According to experts, jobs are a means to stable cash flow during one's working years but in the Volatile, Uncertain, Complex, and Ambiguous (VUCA) world, jobs are also at risk due to the rapid pace of technology and automation. To overcome such instability one is required to invest in income-generating assets so that if they are no longer able to work temporarily or permanently they can lean on those assets to manage their expenses going forward. “One is advised to invest in a mix of assets for short term and long term basis to tide over such situation. One should always maintain liquidity which could take care of their expenses for six to 12 months in safe and liquid assets such as fixed deposits (FDs) or short-term debt funds at all times. Additionally, for managing their expenses in the long-term one should invest in a mix of growth and safe assets based on their risk appetite in equity, debt, and other alternate asset classes,” said Abhishek Kumar, a Securities and Exchange Board of India (Sebi) registered investment advisor (RIA), and founder, Chief Investment Advisor of SahajMoney, a financial planning firm.
“For regular monthly income one can use multiple investment options such as Post Office Monthly Income Scheme (POMIS), Systematic Withdrawal Plan (SWP) from mutual funds. People above 60 years of age can additionally use the Senior Citizen Savings Scheme (SCSS) and Pradhan Mantri Vyay Vandana Yojana (PMVVY) for regular income. Additionally, many people consider investing in real estate for rental income but it comes with its own sets of challenges such as large ticket size, tenancy, etc.,” added Kumar.
Ideally, investments done for monthly cash flows need to have limited exposure to growth assets like equities, which are better suited for a long-term investment accumulation strategy. “Thus, using SWPs in debt mutual funds could be an option to consider. Additionally, using cash flows from high-rated corporate deposits, infrastructure investment trusts ( INVITs) and Real Estate Investment Trusts ( REITs) could also be considered, besides cash flows from deposits and immediate annuities, and government securities. The mix of these assets could vary depending on your income tax slab,” saidVishal Dhawan, CEO and founder, of Plan Ahead Wealth Advisor, and a Sebi-registered advisor.

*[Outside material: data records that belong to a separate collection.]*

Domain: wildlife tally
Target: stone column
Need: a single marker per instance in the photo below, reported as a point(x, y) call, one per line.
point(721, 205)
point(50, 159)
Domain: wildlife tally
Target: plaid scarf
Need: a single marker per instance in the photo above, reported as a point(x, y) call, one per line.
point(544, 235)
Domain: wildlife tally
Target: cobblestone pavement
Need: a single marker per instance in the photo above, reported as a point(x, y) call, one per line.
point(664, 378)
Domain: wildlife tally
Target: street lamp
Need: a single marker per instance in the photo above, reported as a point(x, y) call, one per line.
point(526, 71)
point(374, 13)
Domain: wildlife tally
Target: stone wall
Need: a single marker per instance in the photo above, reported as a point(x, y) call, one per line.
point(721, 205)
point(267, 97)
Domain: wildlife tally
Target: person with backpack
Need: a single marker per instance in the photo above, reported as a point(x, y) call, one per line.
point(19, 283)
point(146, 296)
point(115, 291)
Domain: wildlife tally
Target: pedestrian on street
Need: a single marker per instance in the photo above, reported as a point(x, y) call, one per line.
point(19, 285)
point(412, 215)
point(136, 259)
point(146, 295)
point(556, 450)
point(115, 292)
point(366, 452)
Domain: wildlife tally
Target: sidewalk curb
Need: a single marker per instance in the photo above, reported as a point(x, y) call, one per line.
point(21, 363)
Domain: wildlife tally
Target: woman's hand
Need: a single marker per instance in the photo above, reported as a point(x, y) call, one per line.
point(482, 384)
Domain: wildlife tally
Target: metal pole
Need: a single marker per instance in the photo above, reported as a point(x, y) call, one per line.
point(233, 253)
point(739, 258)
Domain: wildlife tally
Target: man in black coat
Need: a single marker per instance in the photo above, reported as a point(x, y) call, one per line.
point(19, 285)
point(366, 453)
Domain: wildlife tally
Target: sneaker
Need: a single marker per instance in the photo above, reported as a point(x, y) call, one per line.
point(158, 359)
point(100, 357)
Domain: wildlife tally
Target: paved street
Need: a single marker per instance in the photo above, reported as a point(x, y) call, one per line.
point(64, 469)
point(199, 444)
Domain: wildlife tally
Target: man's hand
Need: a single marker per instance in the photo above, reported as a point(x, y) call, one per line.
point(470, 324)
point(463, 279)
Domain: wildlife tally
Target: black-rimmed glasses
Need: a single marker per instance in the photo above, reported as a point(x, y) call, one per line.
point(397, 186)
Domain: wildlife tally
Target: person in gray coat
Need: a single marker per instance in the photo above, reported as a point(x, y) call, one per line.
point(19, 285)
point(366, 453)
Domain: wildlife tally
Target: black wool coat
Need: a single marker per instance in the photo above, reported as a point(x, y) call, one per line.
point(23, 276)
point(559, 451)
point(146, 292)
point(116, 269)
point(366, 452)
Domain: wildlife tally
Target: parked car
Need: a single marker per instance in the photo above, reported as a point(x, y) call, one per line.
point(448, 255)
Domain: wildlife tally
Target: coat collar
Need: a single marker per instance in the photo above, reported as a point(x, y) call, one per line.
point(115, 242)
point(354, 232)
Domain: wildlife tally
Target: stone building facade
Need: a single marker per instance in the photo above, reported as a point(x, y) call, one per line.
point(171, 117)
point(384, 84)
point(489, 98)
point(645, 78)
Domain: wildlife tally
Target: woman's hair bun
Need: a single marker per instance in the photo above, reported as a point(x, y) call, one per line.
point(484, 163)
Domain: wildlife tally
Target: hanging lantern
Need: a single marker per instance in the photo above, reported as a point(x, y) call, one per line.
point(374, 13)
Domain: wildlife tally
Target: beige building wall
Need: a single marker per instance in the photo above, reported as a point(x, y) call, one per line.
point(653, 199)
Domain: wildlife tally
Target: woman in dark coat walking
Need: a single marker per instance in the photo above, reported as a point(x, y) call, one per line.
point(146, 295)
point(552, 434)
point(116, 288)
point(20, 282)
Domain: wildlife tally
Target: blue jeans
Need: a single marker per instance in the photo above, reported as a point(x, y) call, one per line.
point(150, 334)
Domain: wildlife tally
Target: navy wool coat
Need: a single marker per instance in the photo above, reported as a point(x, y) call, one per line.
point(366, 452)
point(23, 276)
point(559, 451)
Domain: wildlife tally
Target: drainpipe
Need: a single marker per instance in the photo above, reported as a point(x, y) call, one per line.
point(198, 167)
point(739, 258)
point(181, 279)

According to experts, boosting your emergency fund is key—and typically they recommend saving four months' worth of expenses, but in uncertain times like these, it's wise to aim for nine-12 months' worth. “Consider investing in balanced advantage funds (BAFs) for a steady income stream through SWPs. A BAF gives fund managers to reduce risk in expensive markets and if a major fall comes they can use that as an opportunity and increase equity exposure,” said Hemant Beniwal, certified financial planner and director at Ark Primary Advisors, a financial planning firm.
“For those intrigued by the prospect of earning regular income from real estate, exploring fractional ownership in commercial properties could be a viable option. However, it's crucial to grasp the risks and potential returns involved. Remember, focus on what you can control. Cutting back on expenses is often more effective than chasing higher returns in volatile markets,” added Beniwal.